Most of the pictures show empty offices and office building interiors, in a limited number of cases, unaware people is captured while working.

There are a number of tools available online to search for connected devices like webcams, Shodan and Censys are the most popular project that scan for this category of systems allowing an easy search.

Most IoT devices lack security by design or are not properly configured, opening users to cyber attacks. Smart TVssmart meters and Refrigerator are potentially exploitable to target users everywhere. In October 2015, experts from Imperva have discovered that attackers hijack CCTV cameras to launch powerful DDoS attacks exploiting weak credentials and poor configurations of IoT devices

In the blog post, Arnold explained that the @FFD8FFDB project is just one of a couple of project he is carrying on,  the second camera bot he used is a YouTube bot that is stealing video from a list of cameras, mixing the colors down into grayscale.

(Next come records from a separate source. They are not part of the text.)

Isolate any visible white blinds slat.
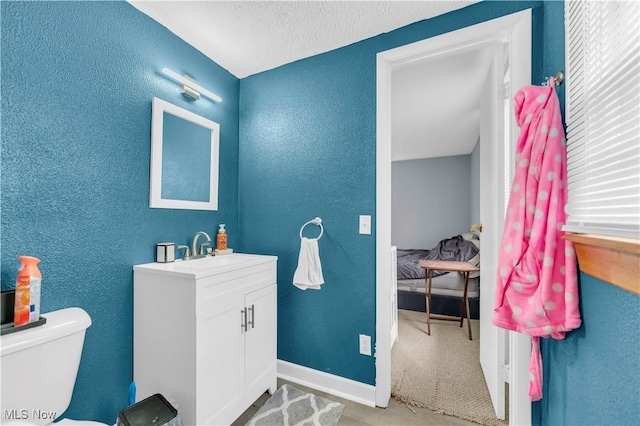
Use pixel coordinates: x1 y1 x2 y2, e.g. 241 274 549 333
565 0 640 238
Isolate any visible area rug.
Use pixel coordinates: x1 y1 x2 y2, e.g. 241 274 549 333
391 310 508 426
247 385 344 426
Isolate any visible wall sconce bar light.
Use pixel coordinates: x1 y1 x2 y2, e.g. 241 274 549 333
162 68 222 102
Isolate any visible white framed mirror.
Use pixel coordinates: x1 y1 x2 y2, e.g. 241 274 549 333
149 97 220 210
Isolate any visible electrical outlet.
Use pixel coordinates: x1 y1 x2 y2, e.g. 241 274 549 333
360 214 371 235
360 334 371 356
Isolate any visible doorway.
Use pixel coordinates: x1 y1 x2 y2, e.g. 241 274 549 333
376 10 531 424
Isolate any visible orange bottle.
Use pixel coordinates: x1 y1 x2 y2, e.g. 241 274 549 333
13 256 42 327
216 223 227 250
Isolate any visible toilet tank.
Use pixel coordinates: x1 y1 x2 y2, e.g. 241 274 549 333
0 308 91 425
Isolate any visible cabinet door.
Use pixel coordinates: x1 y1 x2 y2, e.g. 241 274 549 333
194 294 245 424
245 285 276 401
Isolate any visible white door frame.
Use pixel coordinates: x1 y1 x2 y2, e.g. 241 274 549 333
375 9 531 425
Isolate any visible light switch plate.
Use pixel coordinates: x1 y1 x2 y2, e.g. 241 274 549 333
360 214 371 235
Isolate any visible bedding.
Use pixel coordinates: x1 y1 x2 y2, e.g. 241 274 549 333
397 233 480 319
398 235 480 280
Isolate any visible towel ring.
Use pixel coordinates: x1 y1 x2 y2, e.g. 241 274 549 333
300 217 324 240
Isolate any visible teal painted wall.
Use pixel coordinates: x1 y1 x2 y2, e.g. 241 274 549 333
239 2 544 385
1 1 239 424
0 1 640 425
534 273 640 426
532 2 640 426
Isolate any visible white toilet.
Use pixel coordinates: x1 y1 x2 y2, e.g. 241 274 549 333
0 308 105 426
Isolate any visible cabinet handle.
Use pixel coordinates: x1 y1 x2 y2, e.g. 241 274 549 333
240 309 249 331
249 305 256 328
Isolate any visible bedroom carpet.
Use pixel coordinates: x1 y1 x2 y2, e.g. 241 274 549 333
391 310 508 426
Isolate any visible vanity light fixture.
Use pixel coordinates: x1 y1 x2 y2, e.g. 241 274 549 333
162 68 222 102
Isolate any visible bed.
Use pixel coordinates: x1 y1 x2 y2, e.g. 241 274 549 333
397 233 480 319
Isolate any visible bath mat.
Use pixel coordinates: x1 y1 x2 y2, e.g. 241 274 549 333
247 385 344 426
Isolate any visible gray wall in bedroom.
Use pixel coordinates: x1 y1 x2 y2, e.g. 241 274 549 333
470 138 480 223
391 155 472 249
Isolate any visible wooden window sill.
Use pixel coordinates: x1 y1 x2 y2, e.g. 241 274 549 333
563 234 640 295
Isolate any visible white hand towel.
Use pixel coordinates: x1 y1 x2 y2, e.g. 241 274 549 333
293 237 324 290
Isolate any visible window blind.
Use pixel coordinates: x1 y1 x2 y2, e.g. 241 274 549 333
563 0 640 239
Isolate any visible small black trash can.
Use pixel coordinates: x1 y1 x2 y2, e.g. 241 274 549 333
118 393 182 426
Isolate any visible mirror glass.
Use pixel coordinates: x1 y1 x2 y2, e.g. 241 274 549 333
150 98 220 210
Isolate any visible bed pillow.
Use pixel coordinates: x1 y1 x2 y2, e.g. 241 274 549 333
460 232 478 241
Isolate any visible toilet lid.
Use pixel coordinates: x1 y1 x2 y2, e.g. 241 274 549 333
56 419 107 426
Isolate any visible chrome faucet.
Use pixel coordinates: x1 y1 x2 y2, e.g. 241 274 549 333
191 231 211 257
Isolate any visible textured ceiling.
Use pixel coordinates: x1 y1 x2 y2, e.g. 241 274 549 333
129 0 488 161
129 0 475 78
391 49 491 161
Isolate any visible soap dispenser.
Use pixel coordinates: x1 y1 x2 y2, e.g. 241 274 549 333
216 223 227 250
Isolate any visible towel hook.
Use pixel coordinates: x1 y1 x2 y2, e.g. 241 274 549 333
300 217 324 240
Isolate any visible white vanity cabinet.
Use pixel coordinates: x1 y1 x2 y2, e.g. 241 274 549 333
133 253 277 425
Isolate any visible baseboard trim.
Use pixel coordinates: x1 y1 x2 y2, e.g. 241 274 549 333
278 360 376 407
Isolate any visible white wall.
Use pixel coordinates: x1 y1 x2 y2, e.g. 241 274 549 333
471 138 480 223
391 155 472 249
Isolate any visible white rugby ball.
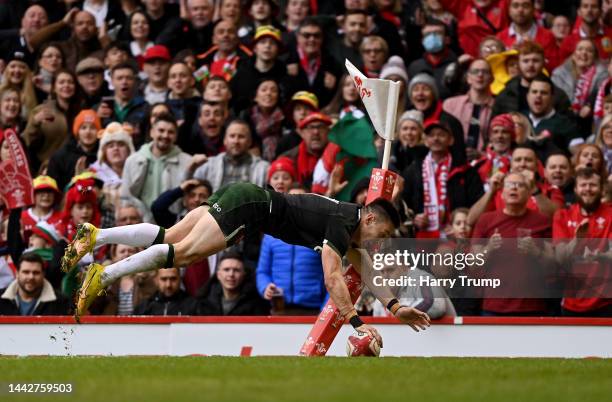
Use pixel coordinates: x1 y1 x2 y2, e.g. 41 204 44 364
346 332 380 357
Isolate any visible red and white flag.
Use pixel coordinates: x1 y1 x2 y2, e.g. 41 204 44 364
345 59 400 141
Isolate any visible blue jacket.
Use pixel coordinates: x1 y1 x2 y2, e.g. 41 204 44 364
257 235 327 308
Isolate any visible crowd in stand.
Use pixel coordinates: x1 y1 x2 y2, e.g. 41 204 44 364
0 0 612 317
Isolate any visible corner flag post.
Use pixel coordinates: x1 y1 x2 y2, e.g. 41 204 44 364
300 60 400 356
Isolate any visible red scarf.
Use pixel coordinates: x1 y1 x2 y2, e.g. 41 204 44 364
423 101 442 127
572 66 597 112
472 145 510 183
594 78 612 120
297 141 319 184
422 152 452 236
298 47 321 85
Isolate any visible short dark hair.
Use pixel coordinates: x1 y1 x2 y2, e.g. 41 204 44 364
17 252 45 271
529 74 555 95
153 113 178 128
365 198 400 228
111 60 138 77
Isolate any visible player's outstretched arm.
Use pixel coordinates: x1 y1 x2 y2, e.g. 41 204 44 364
321 244 382 347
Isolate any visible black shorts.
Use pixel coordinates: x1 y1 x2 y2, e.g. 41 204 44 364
205 183 270 247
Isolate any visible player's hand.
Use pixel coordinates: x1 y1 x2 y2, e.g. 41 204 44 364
264 283 276 300
395 306 431 332
355 324 382 348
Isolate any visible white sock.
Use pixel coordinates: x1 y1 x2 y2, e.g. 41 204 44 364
102 244 174 287
96 223 165 247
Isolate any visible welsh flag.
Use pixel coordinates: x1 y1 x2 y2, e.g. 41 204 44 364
345 59 400 141
312 110 377 201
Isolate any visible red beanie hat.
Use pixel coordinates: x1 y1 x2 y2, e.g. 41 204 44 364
489 113 516 139
268 156 297 181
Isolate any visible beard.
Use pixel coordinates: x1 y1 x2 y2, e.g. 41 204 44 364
576 196 601 213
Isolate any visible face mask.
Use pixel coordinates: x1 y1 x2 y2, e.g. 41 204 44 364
423 33 444 53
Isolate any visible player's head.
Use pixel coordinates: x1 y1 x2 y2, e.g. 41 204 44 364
574 167 603 212
359 198 400 242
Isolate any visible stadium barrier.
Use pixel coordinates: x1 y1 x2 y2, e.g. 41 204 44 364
0 316 612 358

“My second camera bot is a YouTube bot, stealing video from a smaller list of cameras, mixing the colors down into grayscale. The frame rates of these cameras are variable, as fast as the network can deliver them, with some jitter. The end result is a rough time-lapse, and though each video is roughly a minute, the actual time elapsed varies.” Arnold wrote.

The project conducted by Arnold demonstrates the importance to carefully configure connected devices to protect our privacy.